The Corner

Cool, Inc.

Apparently internal polls have prompted the Obama administration in the last month to double down on the young and hip vote to ensure that this cohort turns out on election day to help stem the erosion elsewhere. Thus the president hits the celebrity shows, the cool radio venues; in punkish-style calls Romney a bulls****er; and now releases a video of a young hip woman (with a visibly large tattoo or bad bruise on her upper arm), Lena Dunham (ironically the identical last name as Barack Obama’s mother and grandparents), who in not so disguised terms Sandra Fluke–style equates her sexual life with voting for the president, emphasizing the young cool lifestyle of today’s 20–30-something unattached young woman.

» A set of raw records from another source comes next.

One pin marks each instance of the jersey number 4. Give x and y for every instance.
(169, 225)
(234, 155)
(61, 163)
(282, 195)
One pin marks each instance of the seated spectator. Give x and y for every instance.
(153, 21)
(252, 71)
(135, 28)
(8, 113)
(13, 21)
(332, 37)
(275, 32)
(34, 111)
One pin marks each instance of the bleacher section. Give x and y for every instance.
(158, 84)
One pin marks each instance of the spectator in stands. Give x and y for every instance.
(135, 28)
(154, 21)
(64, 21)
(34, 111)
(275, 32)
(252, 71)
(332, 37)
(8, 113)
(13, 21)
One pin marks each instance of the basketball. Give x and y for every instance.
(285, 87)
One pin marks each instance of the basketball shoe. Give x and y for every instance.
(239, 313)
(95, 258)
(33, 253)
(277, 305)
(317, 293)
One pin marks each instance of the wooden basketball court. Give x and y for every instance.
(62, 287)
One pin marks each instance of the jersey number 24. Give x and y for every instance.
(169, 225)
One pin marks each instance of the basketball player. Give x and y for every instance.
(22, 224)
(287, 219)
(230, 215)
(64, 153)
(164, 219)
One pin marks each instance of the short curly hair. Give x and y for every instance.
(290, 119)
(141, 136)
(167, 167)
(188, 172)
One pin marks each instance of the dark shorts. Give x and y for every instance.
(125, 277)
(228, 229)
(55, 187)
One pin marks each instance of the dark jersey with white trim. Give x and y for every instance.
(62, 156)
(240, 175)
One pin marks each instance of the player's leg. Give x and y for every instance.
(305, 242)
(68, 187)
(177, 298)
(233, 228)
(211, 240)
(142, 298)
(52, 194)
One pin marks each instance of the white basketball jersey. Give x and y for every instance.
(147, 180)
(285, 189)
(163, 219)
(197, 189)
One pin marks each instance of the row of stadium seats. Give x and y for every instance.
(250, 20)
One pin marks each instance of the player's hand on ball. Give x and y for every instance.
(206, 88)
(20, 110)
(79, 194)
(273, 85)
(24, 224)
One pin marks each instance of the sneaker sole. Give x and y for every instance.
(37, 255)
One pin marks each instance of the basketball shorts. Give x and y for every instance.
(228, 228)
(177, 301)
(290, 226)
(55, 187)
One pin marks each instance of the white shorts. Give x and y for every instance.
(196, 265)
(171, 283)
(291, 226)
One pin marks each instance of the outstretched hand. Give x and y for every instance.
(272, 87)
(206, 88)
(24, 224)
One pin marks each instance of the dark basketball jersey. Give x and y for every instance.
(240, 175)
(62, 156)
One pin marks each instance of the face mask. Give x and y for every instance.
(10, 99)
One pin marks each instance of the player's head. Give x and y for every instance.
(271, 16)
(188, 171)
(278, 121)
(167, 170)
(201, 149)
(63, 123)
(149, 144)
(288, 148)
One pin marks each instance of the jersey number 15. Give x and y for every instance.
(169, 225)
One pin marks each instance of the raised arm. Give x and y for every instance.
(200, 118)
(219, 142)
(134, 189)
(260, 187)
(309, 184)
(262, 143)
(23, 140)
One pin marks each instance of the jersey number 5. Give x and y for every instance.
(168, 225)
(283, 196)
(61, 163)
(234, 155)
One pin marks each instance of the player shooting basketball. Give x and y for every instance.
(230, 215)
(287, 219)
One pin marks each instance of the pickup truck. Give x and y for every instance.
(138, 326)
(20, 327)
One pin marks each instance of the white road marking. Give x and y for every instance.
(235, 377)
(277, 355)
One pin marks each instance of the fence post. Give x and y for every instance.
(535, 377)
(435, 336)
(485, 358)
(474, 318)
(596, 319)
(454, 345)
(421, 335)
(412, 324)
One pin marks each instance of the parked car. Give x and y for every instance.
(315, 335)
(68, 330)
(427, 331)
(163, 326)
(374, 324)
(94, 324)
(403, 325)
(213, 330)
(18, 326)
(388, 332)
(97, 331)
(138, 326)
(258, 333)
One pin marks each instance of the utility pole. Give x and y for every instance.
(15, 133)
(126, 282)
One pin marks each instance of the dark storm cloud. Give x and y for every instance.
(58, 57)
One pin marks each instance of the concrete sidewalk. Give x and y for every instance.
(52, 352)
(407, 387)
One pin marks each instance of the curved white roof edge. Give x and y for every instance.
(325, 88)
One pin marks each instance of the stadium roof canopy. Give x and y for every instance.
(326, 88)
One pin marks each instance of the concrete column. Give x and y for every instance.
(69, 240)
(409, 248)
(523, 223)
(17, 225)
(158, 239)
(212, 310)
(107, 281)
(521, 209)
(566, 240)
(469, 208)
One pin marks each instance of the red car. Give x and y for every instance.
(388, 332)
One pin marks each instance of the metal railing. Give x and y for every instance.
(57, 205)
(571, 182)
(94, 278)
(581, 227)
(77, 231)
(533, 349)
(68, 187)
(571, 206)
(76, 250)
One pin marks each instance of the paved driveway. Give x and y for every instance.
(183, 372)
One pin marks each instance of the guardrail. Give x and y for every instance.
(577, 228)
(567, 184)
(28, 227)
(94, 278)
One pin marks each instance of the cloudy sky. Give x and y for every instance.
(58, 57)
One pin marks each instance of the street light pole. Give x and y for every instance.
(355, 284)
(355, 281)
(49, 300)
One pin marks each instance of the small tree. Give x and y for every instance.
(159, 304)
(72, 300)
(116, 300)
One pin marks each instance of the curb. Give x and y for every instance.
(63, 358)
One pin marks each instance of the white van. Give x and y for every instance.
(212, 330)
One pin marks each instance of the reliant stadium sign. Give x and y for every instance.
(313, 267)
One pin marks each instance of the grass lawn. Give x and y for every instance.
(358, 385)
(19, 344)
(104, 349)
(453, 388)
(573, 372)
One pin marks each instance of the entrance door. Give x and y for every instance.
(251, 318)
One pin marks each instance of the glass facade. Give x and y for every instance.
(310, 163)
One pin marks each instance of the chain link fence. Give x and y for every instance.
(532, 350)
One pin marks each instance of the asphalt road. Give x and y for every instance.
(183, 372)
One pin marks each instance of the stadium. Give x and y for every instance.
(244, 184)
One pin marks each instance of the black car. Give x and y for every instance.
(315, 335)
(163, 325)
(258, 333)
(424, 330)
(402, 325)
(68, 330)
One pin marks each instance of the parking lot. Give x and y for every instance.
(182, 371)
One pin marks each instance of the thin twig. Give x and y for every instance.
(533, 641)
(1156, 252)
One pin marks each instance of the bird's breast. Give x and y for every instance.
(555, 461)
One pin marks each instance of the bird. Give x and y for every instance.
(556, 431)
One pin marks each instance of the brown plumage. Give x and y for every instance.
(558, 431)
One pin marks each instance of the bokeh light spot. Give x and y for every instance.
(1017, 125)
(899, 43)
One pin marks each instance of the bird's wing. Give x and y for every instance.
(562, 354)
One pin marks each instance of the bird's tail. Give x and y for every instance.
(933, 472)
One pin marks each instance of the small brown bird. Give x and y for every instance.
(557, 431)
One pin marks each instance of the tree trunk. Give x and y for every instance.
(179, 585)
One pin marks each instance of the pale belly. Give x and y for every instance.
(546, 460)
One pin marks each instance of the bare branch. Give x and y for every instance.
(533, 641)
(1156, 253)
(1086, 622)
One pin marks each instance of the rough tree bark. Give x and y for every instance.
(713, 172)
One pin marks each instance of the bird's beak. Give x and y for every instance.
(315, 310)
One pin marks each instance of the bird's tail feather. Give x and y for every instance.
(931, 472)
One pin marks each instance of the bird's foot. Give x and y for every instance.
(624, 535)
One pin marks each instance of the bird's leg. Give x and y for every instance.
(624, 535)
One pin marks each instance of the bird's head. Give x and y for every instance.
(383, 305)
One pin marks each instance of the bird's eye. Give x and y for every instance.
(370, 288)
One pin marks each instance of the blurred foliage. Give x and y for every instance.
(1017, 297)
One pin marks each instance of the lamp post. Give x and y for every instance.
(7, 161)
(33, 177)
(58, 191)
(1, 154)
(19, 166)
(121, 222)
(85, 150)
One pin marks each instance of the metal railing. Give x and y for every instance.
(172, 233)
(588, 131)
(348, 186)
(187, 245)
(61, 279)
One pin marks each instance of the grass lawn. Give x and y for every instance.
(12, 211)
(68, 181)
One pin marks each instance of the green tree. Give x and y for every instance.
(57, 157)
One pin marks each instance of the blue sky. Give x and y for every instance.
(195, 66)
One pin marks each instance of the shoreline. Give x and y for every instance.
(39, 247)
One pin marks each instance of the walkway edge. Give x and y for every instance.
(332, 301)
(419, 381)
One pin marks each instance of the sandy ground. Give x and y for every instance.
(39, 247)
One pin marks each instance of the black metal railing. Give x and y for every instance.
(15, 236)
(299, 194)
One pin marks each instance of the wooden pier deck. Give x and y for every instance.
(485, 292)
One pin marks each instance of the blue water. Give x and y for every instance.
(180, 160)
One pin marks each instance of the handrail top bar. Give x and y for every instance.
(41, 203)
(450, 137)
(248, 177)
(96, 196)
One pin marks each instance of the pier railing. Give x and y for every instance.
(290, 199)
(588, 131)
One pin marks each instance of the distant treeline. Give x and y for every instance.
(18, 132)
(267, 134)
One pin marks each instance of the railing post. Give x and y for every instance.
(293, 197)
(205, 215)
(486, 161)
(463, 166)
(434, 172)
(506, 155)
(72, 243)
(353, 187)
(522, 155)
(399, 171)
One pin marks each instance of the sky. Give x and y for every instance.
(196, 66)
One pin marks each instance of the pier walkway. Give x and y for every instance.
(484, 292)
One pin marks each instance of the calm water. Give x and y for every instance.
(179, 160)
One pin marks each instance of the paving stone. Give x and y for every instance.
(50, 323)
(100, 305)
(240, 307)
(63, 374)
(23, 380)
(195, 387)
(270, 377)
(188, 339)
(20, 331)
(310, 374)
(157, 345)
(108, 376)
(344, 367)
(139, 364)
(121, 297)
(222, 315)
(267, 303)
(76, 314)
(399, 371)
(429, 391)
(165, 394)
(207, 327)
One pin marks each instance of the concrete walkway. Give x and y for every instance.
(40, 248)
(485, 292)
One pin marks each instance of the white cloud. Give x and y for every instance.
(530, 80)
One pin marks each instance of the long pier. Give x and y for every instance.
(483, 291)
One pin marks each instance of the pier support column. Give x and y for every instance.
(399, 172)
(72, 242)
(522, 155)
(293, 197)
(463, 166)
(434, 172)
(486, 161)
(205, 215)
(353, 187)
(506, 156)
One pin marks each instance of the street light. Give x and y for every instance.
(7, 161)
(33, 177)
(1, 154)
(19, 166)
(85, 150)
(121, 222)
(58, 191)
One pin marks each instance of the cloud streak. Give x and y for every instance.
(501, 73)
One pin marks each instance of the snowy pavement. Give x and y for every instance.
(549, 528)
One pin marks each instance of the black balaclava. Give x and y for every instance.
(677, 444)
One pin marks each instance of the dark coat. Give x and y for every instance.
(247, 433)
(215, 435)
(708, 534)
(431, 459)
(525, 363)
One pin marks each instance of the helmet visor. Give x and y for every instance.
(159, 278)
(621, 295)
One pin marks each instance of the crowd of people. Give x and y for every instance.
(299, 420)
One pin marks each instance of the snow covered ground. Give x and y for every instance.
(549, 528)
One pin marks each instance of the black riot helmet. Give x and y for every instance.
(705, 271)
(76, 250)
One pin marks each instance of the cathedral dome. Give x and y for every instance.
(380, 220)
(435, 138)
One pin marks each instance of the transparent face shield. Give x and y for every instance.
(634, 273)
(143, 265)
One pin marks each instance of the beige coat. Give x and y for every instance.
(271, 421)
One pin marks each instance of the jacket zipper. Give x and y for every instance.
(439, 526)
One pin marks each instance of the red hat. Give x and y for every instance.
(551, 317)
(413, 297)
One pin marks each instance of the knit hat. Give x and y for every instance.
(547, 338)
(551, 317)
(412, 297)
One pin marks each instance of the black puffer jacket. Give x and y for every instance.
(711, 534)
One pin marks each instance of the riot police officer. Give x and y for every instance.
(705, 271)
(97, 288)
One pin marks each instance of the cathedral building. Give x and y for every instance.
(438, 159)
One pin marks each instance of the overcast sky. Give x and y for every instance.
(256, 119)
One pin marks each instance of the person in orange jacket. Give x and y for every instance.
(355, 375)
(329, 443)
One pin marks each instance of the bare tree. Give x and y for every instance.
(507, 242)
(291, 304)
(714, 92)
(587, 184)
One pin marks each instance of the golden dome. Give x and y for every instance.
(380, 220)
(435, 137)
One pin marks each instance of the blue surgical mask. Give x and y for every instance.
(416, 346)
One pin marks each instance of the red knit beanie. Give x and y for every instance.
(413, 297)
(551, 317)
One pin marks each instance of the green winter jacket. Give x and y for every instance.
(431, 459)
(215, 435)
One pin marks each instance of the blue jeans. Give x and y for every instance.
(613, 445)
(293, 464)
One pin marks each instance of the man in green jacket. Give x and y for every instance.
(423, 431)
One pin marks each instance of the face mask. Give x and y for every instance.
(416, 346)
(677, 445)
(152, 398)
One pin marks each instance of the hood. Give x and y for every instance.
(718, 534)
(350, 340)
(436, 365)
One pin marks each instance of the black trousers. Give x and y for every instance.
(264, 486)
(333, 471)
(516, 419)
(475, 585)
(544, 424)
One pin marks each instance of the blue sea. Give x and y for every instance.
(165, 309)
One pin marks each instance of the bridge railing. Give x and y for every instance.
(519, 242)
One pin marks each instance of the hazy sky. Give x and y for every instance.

The uncertainty with all this, however, is whether the appeal to Cool, Inc., will really energize the base more than it turns off the undecided middle-of-the-road voter who gets wind of all this pizzazz and thus wonders why Obama jets to Vegas (once an Obama no-no) after the Libyan attack, or why he talks to disc jockeys and not the prime minister of Israel, or why he goes on chat talk shows but does not hold press conferences — and, of course, identifies more with a Lena Dunham’s psychotherapeutic inner voice and angst than with a woman in Ohio or Michigan who may have lost her job or is married to someone who is unemployed, or can’t afford filling her car up at the pump or has no equity in her home or lacks the ability to help her jobless kids pay down their growing student loans. There is a reason, after all, why Sandra Fluke draws ten people to a Vegas shopping center, and why to millions Lena Dunham will sound more self-obsessed than empathetic.

Victor Davis Hanson is a classicist and historian at the Hoover Institution, Stanford University; the author of The Second World Wars: How the First Global Conflict Was Fought and Won; and a distinguished fellow of the Center for American Greatness.